Ci vuole una destra più sana
È tutta questione di… evoluzione.
Ho atteso a scrivere quello che leggerete.
Penso, però, che sia venuto il momento di ragionare sulla temperie culturale che comincia ad essere pesante, opprimente e negativa. E mi riferisco alla possibilità di esprimere le proprie idee, le proprie convinzioni senza suscitare reazioni di aggressività spropositata, decisamente viscerale. Eppure, sembra che l’imperativo categorico kantiano sia quello di produrre odio, anche quando con pacatezza si difendono situazioni esistenziali emarginate, sottovalutate, ma vantaggiose certamente a coloro che le procurano.

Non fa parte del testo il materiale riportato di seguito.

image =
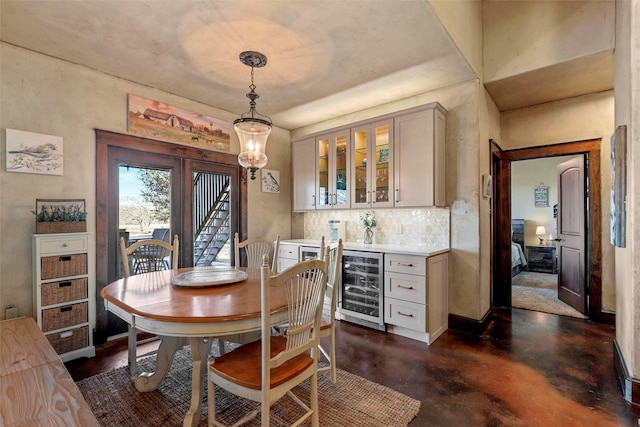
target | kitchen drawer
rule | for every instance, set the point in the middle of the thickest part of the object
(64, 291)
(406, 287)
(407, 264)
(288, 251)
(67, 244)
(406, 314)
(64, 317)
(56, 266)
(66, 341)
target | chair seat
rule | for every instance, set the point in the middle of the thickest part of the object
(243, 365)
(326, 323)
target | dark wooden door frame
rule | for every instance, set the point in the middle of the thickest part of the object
(106, 180)
(501, 218)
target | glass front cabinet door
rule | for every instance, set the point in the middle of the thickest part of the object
(333, 172)
(372, 165)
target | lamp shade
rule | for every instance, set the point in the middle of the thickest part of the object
(252, 134)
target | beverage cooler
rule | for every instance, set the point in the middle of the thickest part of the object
(361, 289)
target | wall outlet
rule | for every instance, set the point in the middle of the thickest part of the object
(11, 312)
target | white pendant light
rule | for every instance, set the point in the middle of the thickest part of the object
(252, 131)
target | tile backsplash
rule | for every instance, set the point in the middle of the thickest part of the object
(412, 227)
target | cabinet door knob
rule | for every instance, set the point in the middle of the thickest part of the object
(405, 264)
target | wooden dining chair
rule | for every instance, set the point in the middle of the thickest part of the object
(267, 369)
(144, 256)
(254, 249)
(333, 258)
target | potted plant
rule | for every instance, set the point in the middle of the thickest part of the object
(368, 222)
(60, 216)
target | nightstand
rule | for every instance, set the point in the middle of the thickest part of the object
(542, 258)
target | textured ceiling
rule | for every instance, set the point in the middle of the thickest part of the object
(325, 59)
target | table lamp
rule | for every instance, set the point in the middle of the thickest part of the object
(541, 232)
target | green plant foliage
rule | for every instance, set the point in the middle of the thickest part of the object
(73, 212)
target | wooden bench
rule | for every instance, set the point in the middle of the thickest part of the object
(35, 386)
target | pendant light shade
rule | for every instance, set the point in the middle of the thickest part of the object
(252, 131)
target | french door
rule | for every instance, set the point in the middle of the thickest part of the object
(205, 197)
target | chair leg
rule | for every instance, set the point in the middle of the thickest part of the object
(132, 350)
(212, 401)
(315, 418)
(332, 350)
(221, 346)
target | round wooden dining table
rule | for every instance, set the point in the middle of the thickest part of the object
(192, 315)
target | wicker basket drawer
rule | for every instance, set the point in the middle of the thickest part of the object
(68, 290)
(66, 341)
(64, 317)
(53, 267)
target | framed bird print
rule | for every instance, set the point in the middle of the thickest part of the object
(270, 181)
(30, 152)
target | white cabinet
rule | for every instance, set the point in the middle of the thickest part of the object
(304, 175)
(372, 166)
(419, 158)
(287, 256)
(64, 292)
(416, 299)
(392, 161)
(332, 179)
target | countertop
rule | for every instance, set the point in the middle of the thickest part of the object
(397, 249)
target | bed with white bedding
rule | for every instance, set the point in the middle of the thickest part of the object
(518, 260)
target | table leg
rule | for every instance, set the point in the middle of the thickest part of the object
(149, 381)
(200, 348)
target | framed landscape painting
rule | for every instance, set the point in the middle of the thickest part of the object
(162, 121)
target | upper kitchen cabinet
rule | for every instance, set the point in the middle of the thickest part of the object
(372, 166)
(304, 175)
(332, 178)
(396, 160)
(419, 157)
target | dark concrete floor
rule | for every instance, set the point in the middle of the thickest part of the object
(528, 369)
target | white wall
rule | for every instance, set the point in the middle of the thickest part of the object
(627, 106)
(521, 36)
(45, 95)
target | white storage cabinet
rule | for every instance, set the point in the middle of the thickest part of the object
(416, 299)
(64, 292)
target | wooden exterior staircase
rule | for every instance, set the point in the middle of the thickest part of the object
(212, 229)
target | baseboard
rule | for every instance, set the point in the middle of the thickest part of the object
(608, 317)
(630, 386)
(470, 326)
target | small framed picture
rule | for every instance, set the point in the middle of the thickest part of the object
(487, 186)
(270, 181)
(30, 152)
(541, 196)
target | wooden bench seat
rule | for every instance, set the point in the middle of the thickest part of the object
(35, 386)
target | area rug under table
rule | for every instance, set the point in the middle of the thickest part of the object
(352, 401)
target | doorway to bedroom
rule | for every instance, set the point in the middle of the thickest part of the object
(502, 205)
(534, 224)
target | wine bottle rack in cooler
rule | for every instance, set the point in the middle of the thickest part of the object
(361, 294)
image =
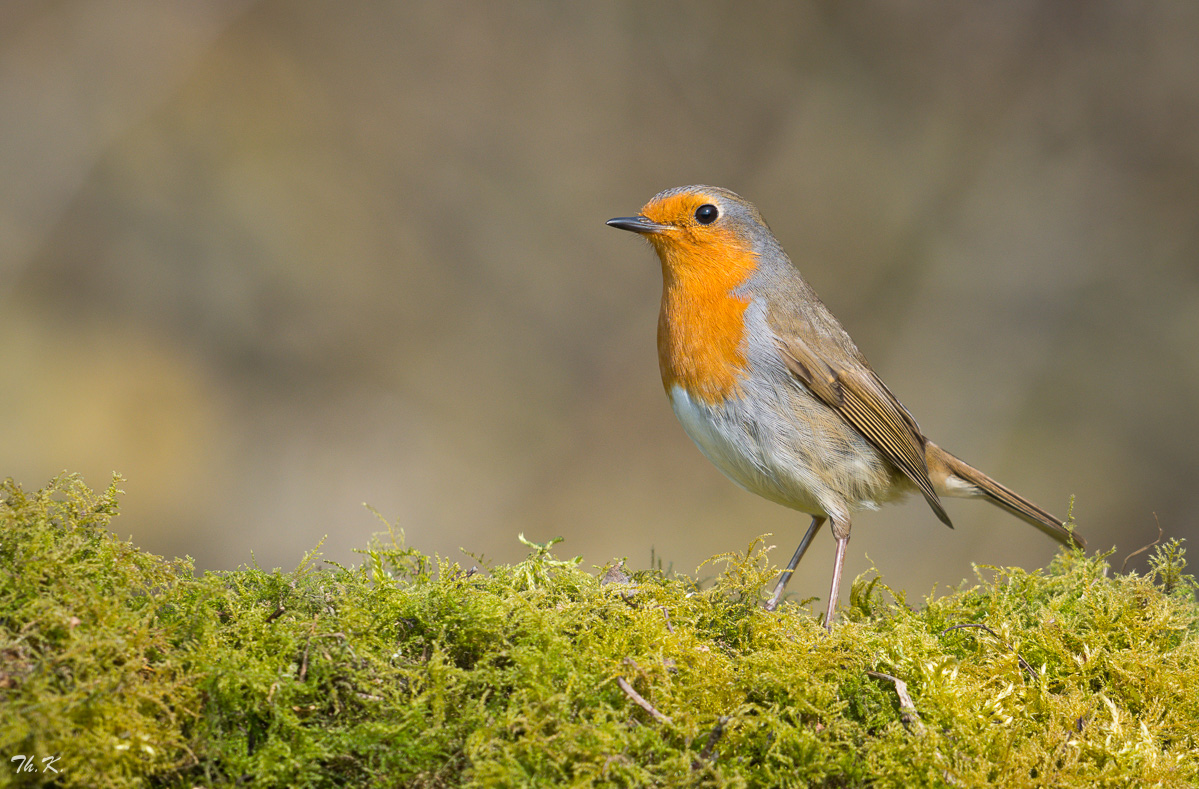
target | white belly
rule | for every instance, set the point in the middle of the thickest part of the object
(733, 441)
(775, 450)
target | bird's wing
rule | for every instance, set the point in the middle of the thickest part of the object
(857, 395)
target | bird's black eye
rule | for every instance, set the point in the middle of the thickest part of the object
(706, 214)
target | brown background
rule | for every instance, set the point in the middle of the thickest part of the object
(271, 260)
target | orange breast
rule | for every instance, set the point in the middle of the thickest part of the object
(702, 324)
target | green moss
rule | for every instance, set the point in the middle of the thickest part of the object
(410, 672)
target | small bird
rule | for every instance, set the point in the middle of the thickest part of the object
(773, 391)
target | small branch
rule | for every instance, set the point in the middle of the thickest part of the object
(908, 714)
(714, 738)
(639, 700)
(1140, 550)
(1019, 657)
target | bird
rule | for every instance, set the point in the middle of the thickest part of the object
(772, 389)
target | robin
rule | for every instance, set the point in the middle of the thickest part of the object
(773, 391)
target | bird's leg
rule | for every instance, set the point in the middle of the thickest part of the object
(817, 522)
(836, 578)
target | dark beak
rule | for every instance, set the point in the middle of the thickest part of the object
(638, 224)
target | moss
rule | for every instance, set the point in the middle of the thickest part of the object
(409, 670)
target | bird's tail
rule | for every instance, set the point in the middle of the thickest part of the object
(955, 477)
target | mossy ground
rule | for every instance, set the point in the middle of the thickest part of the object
(126, 669)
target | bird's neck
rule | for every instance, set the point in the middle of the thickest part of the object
(702, 324)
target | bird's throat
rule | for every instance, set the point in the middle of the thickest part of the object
(702, 324)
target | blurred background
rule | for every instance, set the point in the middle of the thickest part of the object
(272, 260)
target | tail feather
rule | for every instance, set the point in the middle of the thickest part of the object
(953, 476)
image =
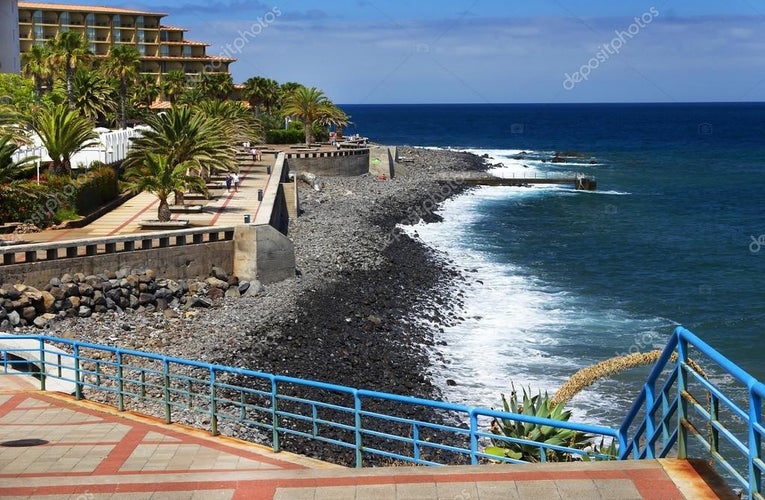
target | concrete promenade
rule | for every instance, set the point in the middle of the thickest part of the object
(54, 447)
(226, 208)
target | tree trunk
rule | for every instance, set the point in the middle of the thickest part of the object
(69, 86)
(123, 98)
(163, 212)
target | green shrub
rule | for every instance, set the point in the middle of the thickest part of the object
(288, 136)
(536, 406)
(94, 189)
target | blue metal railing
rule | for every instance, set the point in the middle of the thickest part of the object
(354, 419)
(679, 412)
(678, 402)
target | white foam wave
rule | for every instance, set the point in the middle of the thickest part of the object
(518, 328)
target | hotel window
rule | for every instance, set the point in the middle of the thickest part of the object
(116, 31)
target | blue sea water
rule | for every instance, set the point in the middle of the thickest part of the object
(561, 279)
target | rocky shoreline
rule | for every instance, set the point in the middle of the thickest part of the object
(364, 309)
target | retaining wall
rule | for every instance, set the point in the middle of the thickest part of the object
(344, 162)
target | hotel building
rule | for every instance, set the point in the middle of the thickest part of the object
(162, 48)
(9, 37)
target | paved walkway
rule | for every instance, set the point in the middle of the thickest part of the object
(226, 208)
(54, 447)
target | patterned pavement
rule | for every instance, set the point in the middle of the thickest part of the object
(54, 447)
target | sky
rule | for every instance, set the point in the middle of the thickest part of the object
(487, 51)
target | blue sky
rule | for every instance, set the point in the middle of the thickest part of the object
(545, 51)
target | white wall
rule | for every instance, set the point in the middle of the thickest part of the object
(9, 36)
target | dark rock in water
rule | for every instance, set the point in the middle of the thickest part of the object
(200, 302)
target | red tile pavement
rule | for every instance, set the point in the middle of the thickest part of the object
(65, 448)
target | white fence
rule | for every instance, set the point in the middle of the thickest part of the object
(113, 147)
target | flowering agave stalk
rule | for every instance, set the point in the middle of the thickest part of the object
(524, 436)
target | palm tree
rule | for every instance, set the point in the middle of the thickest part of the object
(156, 174)
(241, 123)
(305, 104)
(173, 84)
(186, 137)
(11, 170)
(37, 66)
(123, 63)
(70, 49)
(216, 85)
(93, 96)
(332, 115)
(146, 90)
(263, 92)
(63, 132)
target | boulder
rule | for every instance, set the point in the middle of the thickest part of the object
(219, 273)
(48, 300)
(14, 318)
(29, 313)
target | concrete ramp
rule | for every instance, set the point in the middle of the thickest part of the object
(381, 161)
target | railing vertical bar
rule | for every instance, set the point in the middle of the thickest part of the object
(755, 441)
(43, 371)
(213, 404)
(682, 403)
(473, 438)
(416, 442)
(77, 385)
(274, 415)
(357, 428)
(166, 377)
(120, 399)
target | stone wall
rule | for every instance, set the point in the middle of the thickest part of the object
(344, 162)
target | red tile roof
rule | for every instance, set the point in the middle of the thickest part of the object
(85, 8)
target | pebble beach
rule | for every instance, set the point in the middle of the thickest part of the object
(364, 309)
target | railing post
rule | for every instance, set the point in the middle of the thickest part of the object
(682, 403)
(166, 376)
(650, 424)
(755, 441)
(274, 416)
(473, 438)
(213, 404)
(416, 443)
(77, 385)
(357, 426)
(120, 398)
(43, 371)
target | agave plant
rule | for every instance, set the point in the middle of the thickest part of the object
(525, 434)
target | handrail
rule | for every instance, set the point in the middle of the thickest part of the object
(687, 405)
(108, 244)
(680, 411)
(341, 416)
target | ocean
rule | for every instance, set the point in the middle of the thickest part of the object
(560, 279)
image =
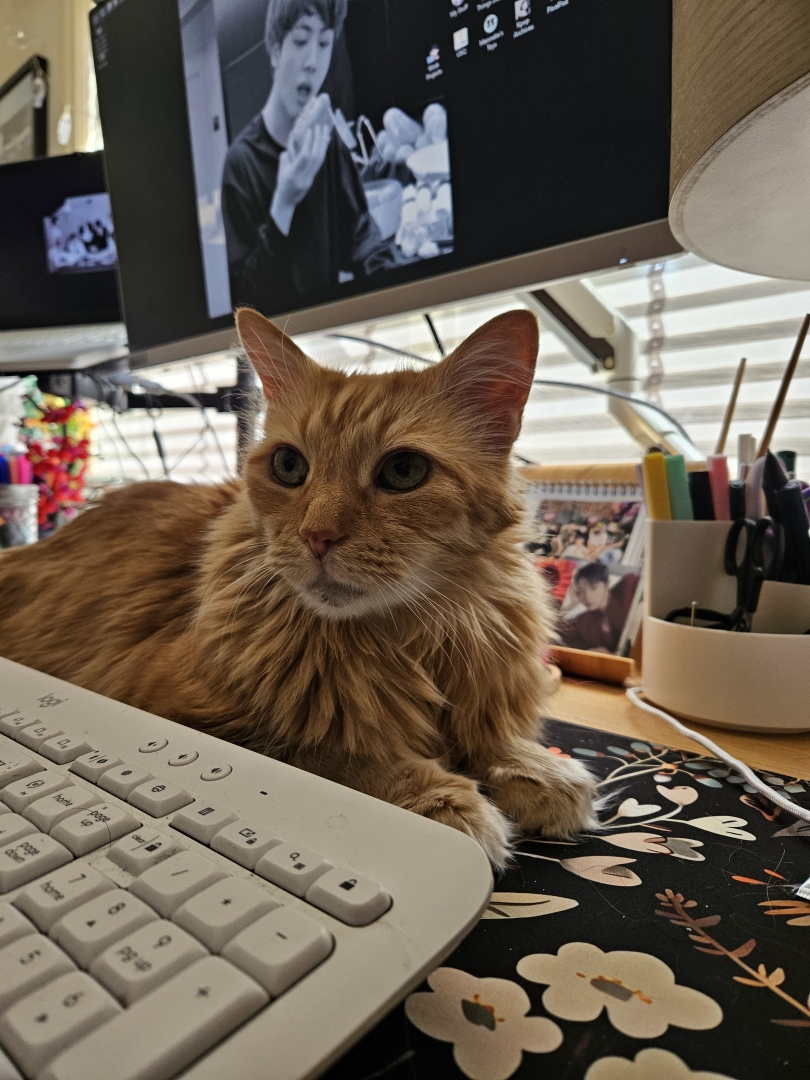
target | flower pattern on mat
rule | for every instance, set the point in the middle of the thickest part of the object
(485, 1020)
(650, 1064)
(637, 989)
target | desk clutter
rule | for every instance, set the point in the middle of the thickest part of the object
(671, 945)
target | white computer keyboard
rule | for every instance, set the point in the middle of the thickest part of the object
(171, 902)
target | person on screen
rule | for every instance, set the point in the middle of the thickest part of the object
(598, 628)
(295, 213)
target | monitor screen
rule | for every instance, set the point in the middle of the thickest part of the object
(335, 159)
(57, 245)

La sinistra italiana è al macero. Divisa e suddivisa in mille personalismi, totalmente allo sbando e senza nessuna credibilità, se non quella prodotta ad hoc dai media, che sono sostanzialmente a suo libro paga. Le tematiche sociali, quelle legate al riconoscimento dello sforzo che ogni italiano compie, per esempio, per conquistare la posizione sociale che si addice alle proprie fatiche, sono state quasi completamente abbandonate. Si pensa, giustamente, all’odio comunicato, mentre si lascia perdere quello prodotto da una immobilità sociale e culturale che sta diventando sempre più evidente, soffocante e debilitante.
E, in questa situazione, cosa fa la destra? Si compatta, grazie anche a questo sfaldamento a sinistra. Ma si compatta attorno a quale narrazione di futuro? Mi sembra che la sua narrazione sia solamente nazionale, confinata all’interno di un perimetro che non esiste più, nel caso fosse mai davvero esistito: la nazione Italia. Indro Montanelli diceva che esistono gli italiani, ma non esiste l’Italia, e che i primi sarebbero sempre stati vincitori, in qualsiasi parte del mondo si fossero recati. Ed è ancora sostanzialmente vero, mentre i labili sentimenti nazionali sono confusi con l’idea di territorio politico, e promulgati assieme all’idea che qualcosa ci sia prima o dopo. In realtà, la complessità mondiale nella quale viviamo pone problemi che non hanno una loro successione cronologica, ma si presentano in contemporaneità. Ed è questa sincronicità che non si vuole accettare, e da lei stiamo fuggendo, perché solo così riusciamo a nascondere la polvere sotto il tappeto dell’esistenza globalizzata.
Che fare? Dovremmo produrre, ancora prima del consenso, un dialogo costante e continuo con il mondo dell’innovazione tecnologica, con le problematiche internazionali per sviluppare quella coscienza antropologica che oggi manca, e in nome della quale esprimiamo odi e incomprensioni a scopi elettorali. Dovremmo ricercare un dialogo, davvero sentito nel profondo della nostra identità, con le nostre contraddizioni, sviluppando il coraggio di abbandonare i cattivi maestri attuali e del passato.
Karl Raimund Popper diceva, parafrasandolo, che una buona scuola la si riconosce dalla capacità di lasciare a casa i cattivi maestri.
Ecco, sarebbe l’ora di farlo, tanto a destra quanto a sinistra. Continuare a parlare di nazione senza collocarla in una dimensione internazionale non ha letteralmente senso, se non quello di alimentare la miopia necessaria per scrivere una croce sulla scheda, al momento opportuno.
Santa Madre Teresa di Calcutta ci ricorda che il “povero non ha solo fame, ma ha una fame terribile di dignità”, e, da questo punto di vista sono molti, tantissimi, i poveri umani adulti e meno adulti.
E, intanto, i giovani ci abbandonano.